Some months ago I predicted that the Minneapolis bike share program, Nice Ride, would be an abject failure and waste of tax payer funds. It turns out that I was completely wrong. Nice Ride has been an outstanding success during its first year.
What did I get wrong? It turns out that the bike share program is most useful for a few types of users that I hadn’t accounted for:
- People who live in downtown Minneapolis – many live in town houses or apartments and getting a bicycle in and out of their living space is a pain in the ass. Many are using Nice Ride bikes to speed up their commute to work or to run errands within the downtown metro.
- Visitors and tourists – while we’ve personally not used Nice Ride bikes for visitors (yet), it’s nice to know that the option exists. Friends visiting can now easily rent a couple of bikes and see the city on two wheels without their hosts having to possess a large cache of bicycles.
- Lunch time strollers – on many occasions I’ve heard of coworkers checking out a bike over their lunch hour to broaden their range of culinary options. Many of these people commute in by bus and a bike simply widens their range.

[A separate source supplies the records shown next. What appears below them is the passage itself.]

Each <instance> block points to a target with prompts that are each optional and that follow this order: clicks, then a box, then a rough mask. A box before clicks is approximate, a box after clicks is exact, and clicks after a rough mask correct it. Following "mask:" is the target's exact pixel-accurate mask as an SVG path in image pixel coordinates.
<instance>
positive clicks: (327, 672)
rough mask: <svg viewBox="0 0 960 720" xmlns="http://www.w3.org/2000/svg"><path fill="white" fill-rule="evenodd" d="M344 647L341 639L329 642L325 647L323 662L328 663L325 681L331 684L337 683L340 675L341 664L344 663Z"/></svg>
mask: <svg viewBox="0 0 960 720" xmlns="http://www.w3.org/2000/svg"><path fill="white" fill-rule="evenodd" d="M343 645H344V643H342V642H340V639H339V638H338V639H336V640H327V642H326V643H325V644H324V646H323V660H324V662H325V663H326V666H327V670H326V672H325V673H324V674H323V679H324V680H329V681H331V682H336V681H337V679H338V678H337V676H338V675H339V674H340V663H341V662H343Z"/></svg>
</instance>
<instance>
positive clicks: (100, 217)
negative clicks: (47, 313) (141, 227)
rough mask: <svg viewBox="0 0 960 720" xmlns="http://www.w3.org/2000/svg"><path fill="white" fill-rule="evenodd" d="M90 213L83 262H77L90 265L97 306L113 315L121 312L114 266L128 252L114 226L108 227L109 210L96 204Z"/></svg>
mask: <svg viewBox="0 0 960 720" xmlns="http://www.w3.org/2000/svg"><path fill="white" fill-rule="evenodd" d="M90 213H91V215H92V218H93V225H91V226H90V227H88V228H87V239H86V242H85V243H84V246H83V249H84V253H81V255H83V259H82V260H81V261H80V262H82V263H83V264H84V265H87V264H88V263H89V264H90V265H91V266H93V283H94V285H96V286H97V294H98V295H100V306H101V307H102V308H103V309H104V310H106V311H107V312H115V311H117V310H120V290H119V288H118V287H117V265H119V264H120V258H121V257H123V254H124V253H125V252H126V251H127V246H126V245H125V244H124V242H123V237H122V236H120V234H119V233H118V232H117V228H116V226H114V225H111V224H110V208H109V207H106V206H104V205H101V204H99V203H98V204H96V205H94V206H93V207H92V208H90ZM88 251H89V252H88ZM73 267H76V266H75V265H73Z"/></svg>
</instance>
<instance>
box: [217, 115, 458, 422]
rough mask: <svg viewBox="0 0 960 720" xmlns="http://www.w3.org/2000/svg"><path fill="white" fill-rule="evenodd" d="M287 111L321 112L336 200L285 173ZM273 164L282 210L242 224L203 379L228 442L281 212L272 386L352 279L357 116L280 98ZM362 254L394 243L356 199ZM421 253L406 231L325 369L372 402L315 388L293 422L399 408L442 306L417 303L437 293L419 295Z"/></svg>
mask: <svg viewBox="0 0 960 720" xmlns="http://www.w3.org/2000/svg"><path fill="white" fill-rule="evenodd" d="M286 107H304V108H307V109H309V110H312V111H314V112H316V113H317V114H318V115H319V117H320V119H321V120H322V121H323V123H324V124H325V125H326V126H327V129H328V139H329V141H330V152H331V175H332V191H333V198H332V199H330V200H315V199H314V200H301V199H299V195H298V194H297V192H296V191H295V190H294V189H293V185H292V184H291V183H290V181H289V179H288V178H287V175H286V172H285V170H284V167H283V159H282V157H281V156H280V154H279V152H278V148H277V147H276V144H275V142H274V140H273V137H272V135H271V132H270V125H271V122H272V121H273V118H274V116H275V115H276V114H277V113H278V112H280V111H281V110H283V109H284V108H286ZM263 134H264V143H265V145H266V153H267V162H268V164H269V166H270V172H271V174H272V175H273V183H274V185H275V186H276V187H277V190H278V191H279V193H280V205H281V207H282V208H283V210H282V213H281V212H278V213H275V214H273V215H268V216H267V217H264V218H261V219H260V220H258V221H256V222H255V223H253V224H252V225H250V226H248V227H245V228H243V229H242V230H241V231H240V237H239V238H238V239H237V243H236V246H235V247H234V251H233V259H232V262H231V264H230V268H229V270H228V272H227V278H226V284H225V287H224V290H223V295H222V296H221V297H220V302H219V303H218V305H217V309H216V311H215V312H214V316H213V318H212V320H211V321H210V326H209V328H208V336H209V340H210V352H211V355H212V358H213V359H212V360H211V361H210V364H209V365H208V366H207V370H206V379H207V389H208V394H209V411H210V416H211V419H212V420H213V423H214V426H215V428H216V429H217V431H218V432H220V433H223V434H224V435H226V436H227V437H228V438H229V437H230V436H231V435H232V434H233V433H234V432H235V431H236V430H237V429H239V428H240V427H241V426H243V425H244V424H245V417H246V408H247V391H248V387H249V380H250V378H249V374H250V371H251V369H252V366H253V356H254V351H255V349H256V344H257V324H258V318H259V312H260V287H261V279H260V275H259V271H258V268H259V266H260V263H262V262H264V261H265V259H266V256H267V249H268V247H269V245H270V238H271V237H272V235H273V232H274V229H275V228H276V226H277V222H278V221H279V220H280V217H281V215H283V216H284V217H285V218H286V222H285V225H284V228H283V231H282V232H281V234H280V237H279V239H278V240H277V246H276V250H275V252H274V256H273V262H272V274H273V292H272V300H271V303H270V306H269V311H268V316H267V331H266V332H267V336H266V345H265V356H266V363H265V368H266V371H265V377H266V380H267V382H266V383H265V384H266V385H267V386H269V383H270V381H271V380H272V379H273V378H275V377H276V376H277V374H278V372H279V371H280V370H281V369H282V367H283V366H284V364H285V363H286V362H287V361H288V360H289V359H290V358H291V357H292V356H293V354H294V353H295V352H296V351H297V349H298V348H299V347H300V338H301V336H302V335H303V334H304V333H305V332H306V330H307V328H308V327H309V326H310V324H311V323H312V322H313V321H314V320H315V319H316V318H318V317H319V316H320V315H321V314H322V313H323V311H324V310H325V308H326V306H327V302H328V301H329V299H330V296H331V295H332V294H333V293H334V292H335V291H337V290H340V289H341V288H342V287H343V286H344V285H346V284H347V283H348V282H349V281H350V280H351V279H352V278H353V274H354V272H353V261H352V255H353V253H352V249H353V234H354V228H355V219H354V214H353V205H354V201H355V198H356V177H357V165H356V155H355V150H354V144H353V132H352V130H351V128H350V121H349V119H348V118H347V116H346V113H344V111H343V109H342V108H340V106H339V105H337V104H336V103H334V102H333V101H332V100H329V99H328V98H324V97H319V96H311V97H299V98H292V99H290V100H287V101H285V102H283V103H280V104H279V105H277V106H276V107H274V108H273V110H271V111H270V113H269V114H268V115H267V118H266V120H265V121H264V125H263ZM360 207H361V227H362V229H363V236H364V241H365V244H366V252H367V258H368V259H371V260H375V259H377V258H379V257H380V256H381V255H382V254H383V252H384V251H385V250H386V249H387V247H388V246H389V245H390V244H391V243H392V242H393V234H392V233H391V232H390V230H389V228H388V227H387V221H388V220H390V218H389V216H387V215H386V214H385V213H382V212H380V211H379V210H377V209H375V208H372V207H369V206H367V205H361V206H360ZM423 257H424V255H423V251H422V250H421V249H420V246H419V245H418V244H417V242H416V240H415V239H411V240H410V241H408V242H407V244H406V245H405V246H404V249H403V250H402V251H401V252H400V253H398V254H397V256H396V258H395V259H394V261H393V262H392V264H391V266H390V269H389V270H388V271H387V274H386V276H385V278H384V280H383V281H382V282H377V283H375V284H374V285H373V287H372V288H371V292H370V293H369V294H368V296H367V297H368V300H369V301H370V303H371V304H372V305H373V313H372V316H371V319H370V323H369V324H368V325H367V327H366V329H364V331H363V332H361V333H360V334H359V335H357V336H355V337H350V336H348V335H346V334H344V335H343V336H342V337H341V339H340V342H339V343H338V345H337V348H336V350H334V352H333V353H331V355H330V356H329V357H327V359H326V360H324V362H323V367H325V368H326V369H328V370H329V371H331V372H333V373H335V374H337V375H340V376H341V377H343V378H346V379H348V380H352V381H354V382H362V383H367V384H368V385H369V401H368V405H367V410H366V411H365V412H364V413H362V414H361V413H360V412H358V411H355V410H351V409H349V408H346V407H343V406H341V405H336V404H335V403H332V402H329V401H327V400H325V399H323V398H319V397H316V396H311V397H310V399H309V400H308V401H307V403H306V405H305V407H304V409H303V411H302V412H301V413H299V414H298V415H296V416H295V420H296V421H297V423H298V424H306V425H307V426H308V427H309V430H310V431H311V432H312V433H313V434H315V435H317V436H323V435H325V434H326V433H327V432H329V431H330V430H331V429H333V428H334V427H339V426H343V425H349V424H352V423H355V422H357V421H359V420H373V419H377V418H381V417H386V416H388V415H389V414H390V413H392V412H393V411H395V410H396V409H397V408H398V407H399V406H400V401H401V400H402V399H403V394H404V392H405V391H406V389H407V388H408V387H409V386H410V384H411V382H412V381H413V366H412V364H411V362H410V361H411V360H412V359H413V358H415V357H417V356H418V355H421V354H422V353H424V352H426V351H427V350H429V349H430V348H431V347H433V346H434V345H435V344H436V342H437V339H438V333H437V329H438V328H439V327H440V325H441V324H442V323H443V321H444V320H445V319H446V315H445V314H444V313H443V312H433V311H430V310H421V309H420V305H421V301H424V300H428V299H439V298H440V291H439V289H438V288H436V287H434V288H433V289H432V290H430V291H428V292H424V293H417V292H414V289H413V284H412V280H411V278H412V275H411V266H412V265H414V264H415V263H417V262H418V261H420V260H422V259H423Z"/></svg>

Another intangible benefit of the Nice Ride program is that it has put more practical bikes on the roads. The “typical” bicycle on Minneapolis streets is a single speed road bike, usually adorned with a skinny jean-wearing hipster. Nice Ride bikes feature a chain guard, fenders, internal hub, and dynamo-powered lights, making them some of the most accessible bikes on the streets. Most riders seem to forgo a helmet, though I have seen some bring their own.
The program has been so successful in its inaugural year that the city is already talking about expanding it, particularly in low income areas that were bypassed during the first wave. Not bad at all, Minneapolis.
Mmmmmmm. Crow tastes awfully good when it’s in the best interest of advancing cycling as a viable transport option!